Bu yazı serisine gelince gerek sosyalist veya Marksist
olduğunu düşünenlerin, gerek böyle bir iddiası bile olmayanların, üretici
güçlerdeki bu eşi benzeri olmayan eşiğinde bulunduğumuz devrimi, ekonomi politiğini ve sosyolojinin, yani kısa adıyla
Marksizmin, kavramlarıyla ele almaktan ne kadar uzak olduğu, bu devrimi kimi
“bilim kurgu” yazarlarının saçma denebilecek kavram ve bakış açısıyla anlamaya
çalıştıklarını ve bu nedenle yazdıklarımızı anlayamadıklarını, çok farklı
diller konuştuğumuzu görünce, geçen yazıda açtığımız bu parantezi biraz daha
uzatıp, bazı somut örneklerle kavramsal netlikler sağlayarak konuyu açmayı
deneyelim.
Geçen yazıda temel bir yanlış anlamayı engellemek için, aslında
geleceğe ilişkin tahminler yapmadığımızı, gelişmeleri sadece bazı sabitler
bağlamında ele alıp ortaya çıkacak aşılmaz sınır ve çelişkileri göstermeye
çalıştığımızı yazdık.
Işık hızı veya büyüyen bir cismin yüzeyinin karesi hacminin
küpü kadar artacağı gibi örnekleri verip, bunların yaratacağı aşılmaz sınırlardan söz ettik.

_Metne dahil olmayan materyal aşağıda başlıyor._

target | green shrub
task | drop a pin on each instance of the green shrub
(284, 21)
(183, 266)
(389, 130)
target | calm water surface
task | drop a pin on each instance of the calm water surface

Toplumdan bir örnek olarak da robotların bütün kullanım
değerlerini “ürettiği” bir toplumda artı değer üretiminin, dolayısıyla da
kapitalizmin mümkün olmadığını, çıkarsamalarımızın örneğin böyle bir ekonomi
politik ve sosyolojik bir sabite dayandığını söyledik.